When writing pages that use the URL-fnorder, you can, for instance, just type <<GURPS>> to get an automated link in bold italic. Read the Fnord URL documentation first though.

It is never wrong to place a link to the W23 page of a game that we sell in W23.

However, do not link a page back to itself! When a game name appears on its own page, the name should be in bold italics with no link. Also, avoid placing links so densely that they make the text difficult to read. Either rephrase the text or leave excess occurrences of a name in bold italics.

SJ Games-published magazines should be in linked italics - for example Pyramid. If you link to Pyramid articles from outside the login area use the sample.cgi article display script so non-subscribers will see a sample instead of "access denied" - and bear in mind this may truncate the article.

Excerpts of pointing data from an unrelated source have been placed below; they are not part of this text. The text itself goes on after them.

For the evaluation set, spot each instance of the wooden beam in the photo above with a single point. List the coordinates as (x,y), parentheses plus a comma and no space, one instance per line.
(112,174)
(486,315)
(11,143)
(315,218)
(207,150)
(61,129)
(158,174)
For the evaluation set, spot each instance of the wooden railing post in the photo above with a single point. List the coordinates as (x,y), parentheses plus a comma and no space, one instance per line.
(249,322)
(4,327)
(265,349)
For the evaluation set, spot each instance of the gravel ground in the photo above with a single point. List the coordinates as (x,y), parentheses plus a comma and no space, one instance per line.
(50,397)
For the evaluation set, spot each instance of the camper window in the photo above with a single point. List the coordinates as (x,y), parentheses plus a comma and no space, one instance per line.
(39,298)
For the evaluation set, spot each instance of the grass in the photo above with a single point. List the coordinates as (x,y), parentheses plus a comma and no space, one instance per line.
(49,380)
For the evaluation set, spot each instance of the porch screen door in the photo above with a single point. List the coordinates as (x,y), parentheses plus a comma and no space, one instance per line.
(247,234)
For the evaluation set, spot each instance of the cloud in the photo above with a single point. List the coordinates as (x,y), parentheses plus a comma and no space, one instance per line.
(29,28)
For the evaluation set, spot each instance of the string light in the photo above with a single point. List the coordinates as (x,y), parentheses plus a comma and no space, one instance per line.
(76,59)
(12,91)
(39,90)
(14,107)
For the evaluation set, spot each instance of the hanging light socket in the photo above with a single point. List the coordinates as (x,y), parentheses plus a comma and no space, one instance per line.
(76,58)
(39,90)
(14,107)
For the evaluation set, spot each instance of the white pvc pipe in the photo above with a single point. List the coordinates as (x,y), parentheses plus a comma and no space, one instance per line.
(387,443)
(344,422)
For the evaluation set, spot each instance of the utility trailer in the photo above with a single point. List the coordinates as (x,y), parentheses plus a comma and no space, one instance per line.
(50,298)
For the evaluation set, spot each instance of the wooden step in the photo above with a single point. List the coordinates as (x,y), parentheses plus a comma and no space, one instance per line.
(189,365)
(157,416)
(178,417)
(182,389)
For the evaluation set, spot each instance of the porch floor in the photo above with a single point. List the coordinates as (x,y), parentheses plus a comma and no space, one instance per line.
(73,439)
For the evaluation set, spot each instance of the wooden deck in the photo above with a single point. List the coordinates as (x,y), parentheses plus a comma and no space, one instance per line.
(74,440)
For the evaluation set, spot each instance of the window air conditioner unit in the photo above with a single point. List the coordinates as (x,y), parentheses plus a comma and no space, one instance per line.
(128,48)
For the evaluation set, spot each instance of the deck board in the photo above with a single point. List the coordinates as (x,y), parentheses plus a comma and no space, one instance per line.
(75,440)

The names of magazines or non-game publications should be Italicized. General writing style should be similar to our print publications - see the authors' guidelines for details.

Pages (or news articles) written in the first person should be signed. Pages with content that ages (for example, news items, wish lists, guidelines such as these) should always be dated visibly on the page - NOT just the file date on the server. If there are pages that shouldn't be allowed to get to old, use the reminder program on the admin site.

Price and Status Updates

Use the database scripts for all references to a game's price or status. The only exceptions are dated news articles, like the Daily Illuminator.

File Permissions

Pages in an area maintained by one of our volunteers must have a group ownership of that volunteer's group (usually the game's name, like gurps) and be user and group writable (permission 664, or 775 for directories and executable files). Warehouse 23 files should have group ownership of secweb, or w23 if the Warehouse 23 clerks need to edit the files. Other web files should have group ownership of sjgadm, and similar permissions.

Final Notes

When you upload a new page, or change a page - always, always, ALWAYS TEST the page! Look at the page in your browser to make sure you haven't forgotten a closing tag, or anything similar. Check the links. Make sure any scripts function the way they are supposed to. Pages that have new styles should be viewed in several browsers to make sure all of them handle the codes correctly. Don't assume every browser follows the HTML specs exactly. In reality, few or none do. In particular, some web design programs create HTML that formats incorrectly in "competing" browsers. If you use web page creation software (instead of writing pages directly in HTML) much more testing is needed.